Abstract Future ubiquitous computing will be consisted of set-top boxes and handheld devices based on enormous computation power and capability to handle multimedia applications workload. Efficient architecture utilization and optimal application binary will be two important performance metrics for these embedded systems. In real-time system, the conventional method of system design cannot be used. In these methods, the cycle and code size are primarily considered, while power dissipation issue is completely ignored, that inevitably lead to expensive cooling mechanism and eventually increase the system overall cost while reducing reliability. An integrated approach that considers energy-cycle performance at architecture as well as application level is essential for energy efficient application development. This paper focuses on distributed optimization paradigm, based on vertical profiling. The proposal is based on enhance local optimization and peer-topeer (P2P) source code compilation across application build flow. The earlier procedures incorporate additional steps for pre/post profiling during compilation, scheduling and linking phases. This iterative activity is carried out by methods based on waitfor-graphs or profile monitors. These methods introduce a centralized evaluation at source code (for each transformation and monitored parameters during successive approximation). The proposal introduces the asynchronous evaluation in source to source (sts) process. As a result the code transformation do not trapped in local optimization, rather look for global optimization (for both energy and cycle). Methodology is readily adaptable in an iterative compilation environment where application source code is optimized to satisfy user constraints on code size, energy, execution time and optimal target architecture usage. Experimental results show that our approach enhances parallelism upto 38% in G-721 speech codec, increases architecture correlation upto 17% in video transcodec H-264L, improves power efficiency as much as 43% for resVQ DSP algorithms. The technique incurs low overheads and enhances the application architecture correlation.
INTRODUCTION
Since the first inception, set-top boxes are the most lucrative choice for the implementation of multimedia function in household appliances [1, 2] . Because off-the-shelf hardware prices constantly decrease, embedded systems are more * This work has been funded by Chritian Doppler Laboratoryfor Design Methodology ofSignal Processing affordable to be purchased than before. Embedded systems are often mass-produced, so the cost savings may be multiplied by millions of items. For high volume systems such as portable music players or mobile phones, minimizing cost is usually the primary design consideration.

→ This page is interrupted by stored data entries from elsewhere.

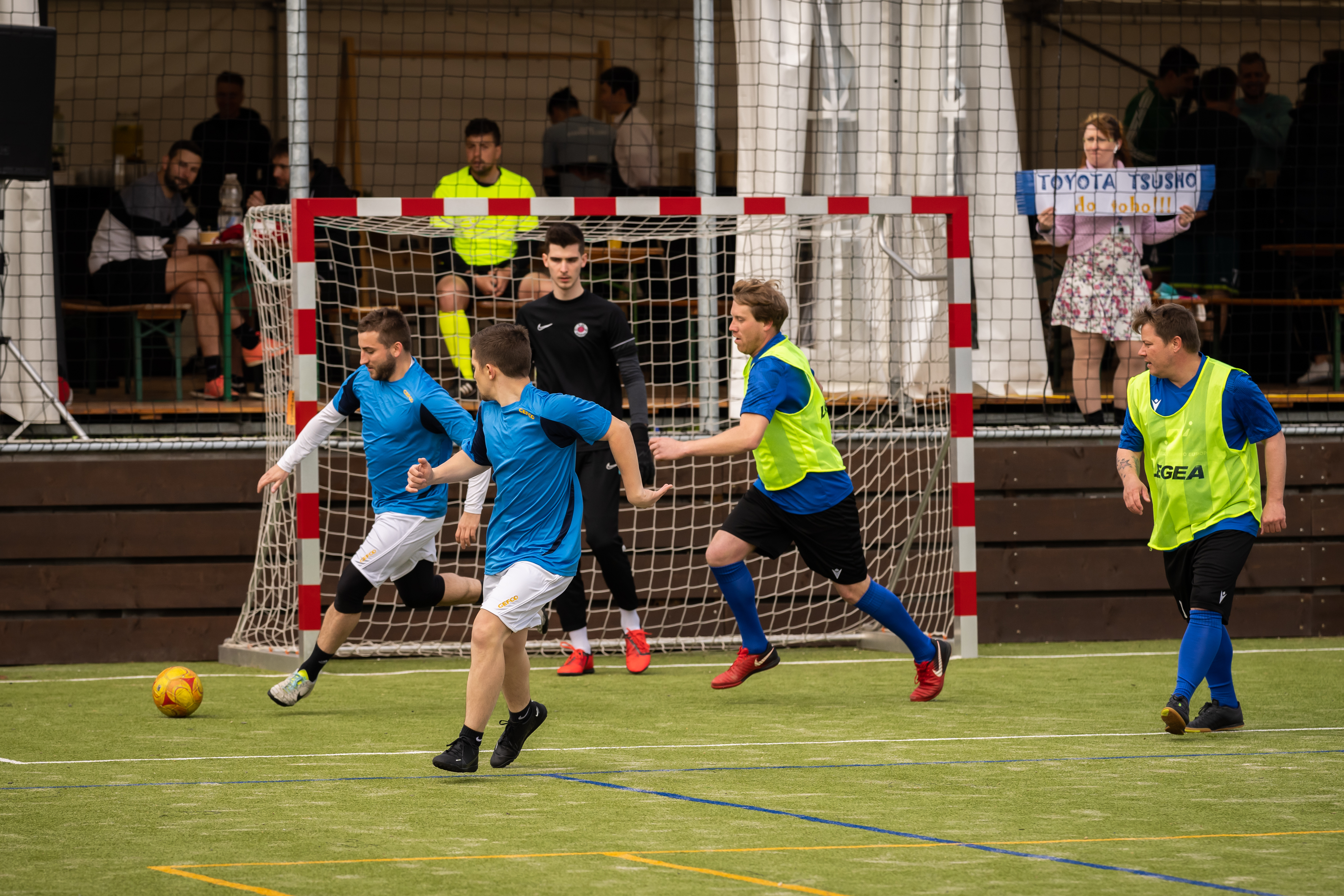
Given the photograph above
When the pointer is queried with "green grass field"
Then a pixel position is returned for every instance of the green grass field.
(819, 777)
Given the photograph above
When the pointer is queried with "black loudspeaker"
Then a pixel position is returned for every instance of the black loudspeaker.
(29, 68)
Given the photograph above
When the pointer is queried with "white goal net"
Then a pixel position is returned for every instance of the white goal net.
(876, 335)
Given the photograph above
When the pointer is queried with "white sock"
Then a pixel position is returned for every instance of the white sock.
(580, 640)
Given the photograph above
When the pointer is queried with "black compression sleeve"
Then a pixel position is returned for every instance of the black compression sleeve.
(351, 590)
(635, 390)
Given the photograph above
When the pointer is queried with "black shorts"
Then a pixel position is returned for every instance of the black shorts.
(450, 263)
(831, 542)
(1203, 573)
(136, 281)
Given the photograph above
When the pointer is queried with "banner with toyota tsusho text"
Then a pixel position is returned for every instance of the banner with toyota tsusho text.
(1116, 191)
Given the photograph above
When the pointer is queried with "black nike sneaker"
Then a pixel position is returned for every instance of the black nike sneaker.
(1215, 717)
(462, 755)
(1176, 715)
(515, 733)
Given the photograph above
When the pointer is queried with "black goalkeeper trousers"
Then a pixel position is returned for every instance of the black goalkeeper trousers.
(600, 481)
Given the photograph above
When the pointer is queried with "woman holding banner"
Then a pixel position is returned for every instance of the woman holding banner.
(1103, 285)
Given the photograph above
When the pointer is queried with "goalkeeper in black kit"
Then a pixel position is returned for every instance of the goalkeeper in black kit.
(582, 346)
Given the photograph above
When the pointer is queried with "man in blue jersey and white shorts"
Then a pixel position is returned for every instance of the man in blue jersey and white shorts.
(529, 439)
(406, 416)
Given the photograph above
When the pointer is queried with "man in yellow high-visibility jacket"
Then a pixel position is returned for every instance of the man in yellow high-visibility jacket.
(483, 258)
(1194, 424)
(804, 496)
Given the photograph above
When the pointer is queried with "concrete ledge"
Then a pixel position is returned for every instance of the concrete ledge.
(259, 659)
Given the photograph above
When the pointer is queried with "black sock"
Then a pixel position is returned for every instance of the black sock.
(248, 336)
(314, 664)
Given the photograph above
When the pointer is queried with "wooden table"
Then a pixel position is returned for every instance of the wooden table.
(1334, 304)
(225, 253)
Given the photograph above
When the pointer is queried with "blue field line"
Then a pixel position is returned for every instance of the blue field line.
(921, 837)
(655, 772)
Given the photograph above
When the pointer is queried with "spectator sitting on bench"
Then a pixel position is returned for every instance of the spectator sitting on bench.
(140, 257)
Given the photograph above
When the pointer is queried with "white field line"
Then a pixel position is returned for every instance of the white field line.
(769, 744)
(676, 665)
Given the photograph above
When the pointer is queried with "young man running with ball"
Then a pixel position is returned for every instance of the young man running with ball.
(803, 495)
(533, 549)
(1194, 424)
(582, 346)
(406, 416)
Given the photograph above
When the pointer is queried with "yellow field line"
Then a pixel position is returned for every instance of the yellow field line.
(742, 849)
(264, 891)
(1112, 840)
(723, 874)
(639, 858)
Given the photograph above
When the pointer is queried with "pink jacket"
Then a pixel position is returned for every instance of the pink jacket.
(1082, 231)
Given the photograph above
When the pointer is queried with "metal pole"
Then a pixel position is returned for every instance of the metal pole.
(296, 82)
(953, 100)
(61, 409)
(705, 184)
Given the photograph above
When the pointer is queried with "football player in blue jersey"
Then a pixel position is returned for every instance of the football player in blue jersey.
(529, 439)
(406, 416)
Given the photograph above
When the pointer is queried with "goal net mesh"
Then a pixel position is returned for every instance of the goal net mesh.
(877, 340)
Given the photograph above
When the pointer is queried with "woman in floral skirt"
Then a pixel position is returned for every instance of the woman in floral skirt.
(1103, 285)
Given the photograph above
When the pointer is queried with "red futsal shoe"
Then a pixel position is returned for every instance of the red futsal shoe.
(929, 676)
(578, 664)
(636, 651)
(745, 667)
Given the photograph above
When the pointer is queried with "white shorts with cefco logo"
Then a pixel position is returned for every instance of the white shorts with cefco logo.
(519, 594)
(396, 544)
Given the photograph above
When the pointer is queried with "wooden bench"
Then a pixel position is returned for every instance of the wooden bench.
(1334, 304)
(146, 320)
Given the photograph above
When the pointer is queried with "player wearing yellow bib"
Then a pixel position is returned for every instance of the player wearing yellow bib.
(1194, 424)
(482, 258)
(803, 498)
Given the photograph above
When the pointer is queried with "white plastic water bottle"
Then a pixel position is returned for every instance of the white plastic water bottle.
(230, 202)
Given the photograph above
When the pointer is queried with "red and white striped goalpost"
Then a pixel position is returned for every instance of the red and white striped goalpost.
(956, 209)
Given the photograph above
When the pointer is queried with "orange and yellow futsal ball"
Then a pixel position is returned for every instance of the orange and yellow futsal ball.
(178, 691)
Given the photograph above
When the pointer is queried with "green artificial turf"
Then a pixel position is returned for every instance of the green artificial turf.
(65, 831)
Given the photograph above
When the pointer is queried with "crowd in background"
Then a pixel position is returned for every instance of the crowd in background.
(1277, 186)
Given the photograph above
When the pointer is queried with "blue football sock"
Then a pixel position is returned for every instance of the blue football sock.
(740, 591)
(1221, 675)
(1199, 647)
(888, 609)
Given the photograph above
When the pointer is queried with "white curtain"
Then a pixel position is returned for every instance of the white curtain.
(29, 278)
(909, 99)
(1011, 358)
(827, 68)
(775, 73)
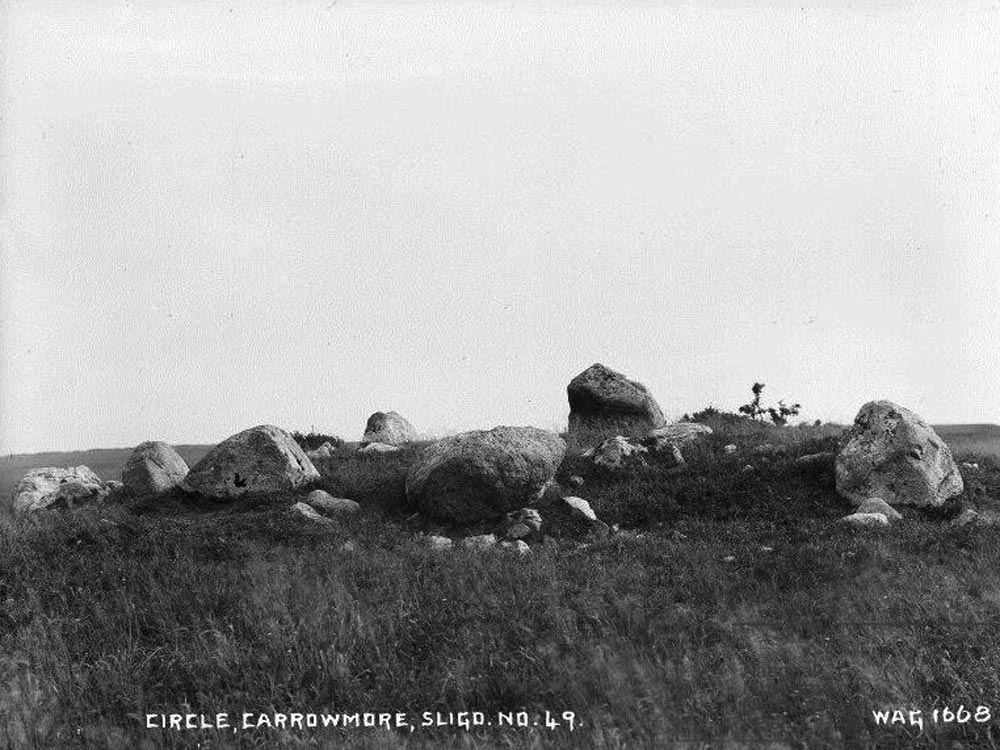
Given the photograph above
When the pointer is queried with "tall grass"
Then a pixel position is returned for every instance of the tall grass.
(761, 620)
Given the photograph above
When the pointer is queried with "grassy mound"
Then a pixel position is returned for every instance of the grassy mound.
(736, 610)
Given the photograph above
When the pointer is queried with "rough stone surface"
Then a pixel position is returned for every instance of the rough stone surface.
(51, 487)
(153, 468)
(306, 511)
(618, 452)
(866, 519)
(580, 508)
(258, 460)
(323, 452)
(483, 474)
(324, 501)
(378, 448)
(878, 505)
(600, 397)
(439, 542)
(892, 453)
(680, 433)
(816, 462)
(481, 542)
(388, 427)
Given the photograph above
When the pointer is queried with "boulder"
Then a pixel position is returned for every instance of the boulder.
(866, 519)
(378, 448)
(601, 398)
(51, 487)
(256, 461)
(483, 474)
(324, 501)
(388, 427)
(878, 505)
(892, 453)
(153, 468)
(618, 452)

Unlike a general-purpose computer, such as a personal computer, an embedded system performs one or a few predefined tasks, usually with very specific requirements, such as: * Is the architecture suitable? * Are the processing components powerful enough? * Is the operating system suitable? * Is the fault tolerance is adequate?

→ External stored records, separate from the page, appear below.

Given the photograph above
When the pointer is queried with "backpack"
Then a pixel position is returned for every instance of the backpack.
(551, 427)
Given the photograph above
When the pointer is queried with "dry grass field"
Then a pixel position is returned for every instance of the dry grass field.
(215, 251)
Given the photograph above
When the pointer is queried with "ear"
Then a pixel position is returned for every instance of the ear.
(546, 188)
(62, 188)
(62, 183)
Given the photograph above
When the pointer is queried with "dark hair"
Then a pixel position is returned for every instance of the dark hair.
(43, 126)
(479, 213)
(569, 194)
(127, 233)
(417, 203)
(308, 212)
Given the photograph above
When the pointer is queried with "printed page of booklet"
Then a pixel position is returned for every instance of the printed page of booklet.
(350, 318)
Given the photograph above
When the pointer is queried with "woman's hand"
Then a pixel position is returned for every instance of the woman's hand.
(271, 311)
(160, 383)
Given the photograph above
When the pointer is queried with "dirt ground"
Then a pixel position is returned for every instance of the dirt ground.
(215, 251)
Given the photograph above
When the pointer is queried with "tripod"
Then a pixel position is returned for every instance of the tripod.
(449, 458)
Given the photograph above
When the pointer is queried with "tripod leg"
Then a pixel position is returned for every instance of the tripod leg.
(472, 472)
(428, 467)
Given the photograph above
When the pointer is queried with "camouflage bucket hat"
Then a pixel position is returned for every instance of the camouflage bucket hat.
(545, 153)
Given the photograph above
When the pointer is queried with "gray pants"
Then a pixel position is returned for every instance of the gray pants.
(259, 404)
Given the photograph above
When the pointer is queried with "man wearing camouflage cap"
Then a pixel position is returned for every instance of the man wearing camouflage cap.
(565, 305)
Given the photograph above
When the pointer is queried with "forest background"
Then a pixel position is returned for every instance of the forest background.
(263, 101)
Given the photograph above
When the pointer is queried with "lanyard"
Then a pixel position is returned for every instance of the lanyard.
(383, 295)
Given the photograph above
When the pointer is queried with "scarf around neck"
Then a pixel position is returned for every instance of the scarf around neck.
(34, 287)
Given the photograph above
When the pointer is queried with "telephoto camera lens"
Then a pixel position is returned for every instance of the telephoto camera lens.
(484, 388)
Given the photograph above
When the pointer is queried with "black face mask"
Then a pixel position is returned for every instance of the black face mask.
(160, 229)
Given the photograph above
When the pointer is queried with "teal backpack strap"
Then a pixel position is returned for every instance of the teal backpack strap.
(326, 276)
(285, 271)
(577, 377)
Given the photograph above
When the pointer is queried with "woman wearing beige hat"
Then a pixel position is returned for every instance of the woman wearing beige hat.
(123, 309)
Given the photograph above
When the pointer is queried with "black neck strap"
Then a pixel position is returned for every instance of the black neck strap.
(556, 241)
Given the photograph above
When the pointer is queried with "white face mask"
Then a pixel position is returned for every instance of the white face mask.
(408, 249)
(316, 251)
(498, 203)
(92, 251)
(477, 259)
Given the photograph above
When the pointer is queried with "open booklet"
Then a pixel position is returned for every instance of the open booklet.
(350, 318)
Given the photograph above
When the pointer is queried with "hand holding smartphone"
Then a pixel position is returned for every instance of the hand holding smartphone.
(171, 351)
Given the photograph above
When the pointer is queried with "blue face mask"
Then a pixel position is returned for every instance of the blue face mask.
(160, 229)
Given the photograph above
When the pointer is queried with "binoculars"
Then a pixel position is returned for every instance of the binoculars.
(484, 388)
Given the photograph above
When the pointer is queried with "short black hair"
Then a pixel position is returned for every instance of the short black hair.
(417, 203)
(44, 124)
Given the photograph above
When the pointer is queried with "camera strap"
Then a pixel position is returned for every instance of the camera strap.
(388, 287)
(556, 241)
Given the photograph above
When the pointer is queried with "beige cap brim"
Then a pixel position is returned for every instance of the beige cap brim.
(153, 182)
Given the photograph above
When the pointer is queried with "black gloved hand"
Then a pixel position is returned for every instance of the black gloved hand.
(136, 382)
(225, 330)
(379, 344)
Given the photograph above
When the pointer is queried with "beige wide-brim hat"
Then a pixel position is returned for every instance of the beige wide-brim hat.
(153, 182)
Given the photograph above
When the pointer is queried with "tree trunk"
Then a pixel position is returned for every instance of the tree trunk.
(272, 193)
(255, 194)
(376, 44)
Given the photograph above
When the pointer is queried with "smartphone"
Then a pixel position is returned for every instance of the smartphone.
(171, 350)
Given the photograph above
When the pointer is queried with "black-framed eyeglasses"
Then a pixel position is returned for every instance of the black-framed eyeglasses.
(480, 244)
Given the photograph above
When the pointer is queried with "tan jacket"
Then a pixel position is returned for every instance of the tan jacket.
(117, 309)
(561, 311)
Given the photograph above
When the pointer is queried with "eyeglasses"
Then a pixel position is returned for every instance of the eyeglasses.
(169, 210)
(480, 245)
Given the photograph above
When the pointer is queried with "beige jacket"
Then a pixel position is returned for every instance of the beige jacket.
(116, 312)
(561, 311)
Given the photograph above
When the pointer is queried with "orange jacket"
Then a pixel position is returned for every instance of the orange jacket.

Since the system is dedicated to specific tasks, design engineers can optimize it, reducing the size and cost of the product. Engineers typically select hardware that is just "good enough" to implement the necessary functions [2, 3, 5, 7] . For example, a digital set-top box for satellite television has to process large amounts of data every second, but most of the processing is done by custom integrated circuits. The embedded CPU "sets up" this process, and displays menu graphics, etc. for the set-top's look and feel. The software written for embedded systems is often called firmware, and is stored in ROM or Flash memory chips rather than a disk drive [4, 8, 9] . It often runs with limited hardware resources: small or no keyboard, screen, and little RAM memory.
Embedded systems reside in machines that are expected to run continuously for years without errors, and in some cases recover by themselves if an error occurs. Therefore the software is usually developed and tested more carefully than that for personal computers, and unreliable mechanical moving parts such as disk drives, switches or buttons are avoided. Recovery from errors may be achieved with techniques such as a watchdog timer that resets the computer unless the software periodically notifies the watchdog.
In contrast to the desktop computer, there are many different CPU architectures [1, 8] , used in embedded designs such as ARM, MIPS, x86, PIC, 8051, Atmel AVR, Motorola 68k, PowerPC etc. A common configuration for very-highvolume embedded systems is the system on a chip (SoC), an 1-4244-0555-6/06/$20.00 ©02006 IEEE application-specific integrated circuit (ASIC), for which the CPU was purchased as intellectual property to add to the IC's design.
The remainder of this paper is organized as follows: Motivation is explained with background of embedded software in Section II. Iterative compilation and optimization strategy for our approach is presented in Section III. The experimental setup and benchmark applications are explained in Section IV. Case studies showing the significance of our methodology are given in Section V. Finally, conclusions are given in Section VI.
II. EMBEDDED SOFTWARE ARCHITECTURES
As mentioned above the embedded systems are designed to do some specific task, rather than be a general-purpose computer for multiple tasks. Some also have real-time performance constraints that must be met, for reason such as safety and usability; others may have low or no performance requirements, allowing the system hardware to be simplified to reduce costs.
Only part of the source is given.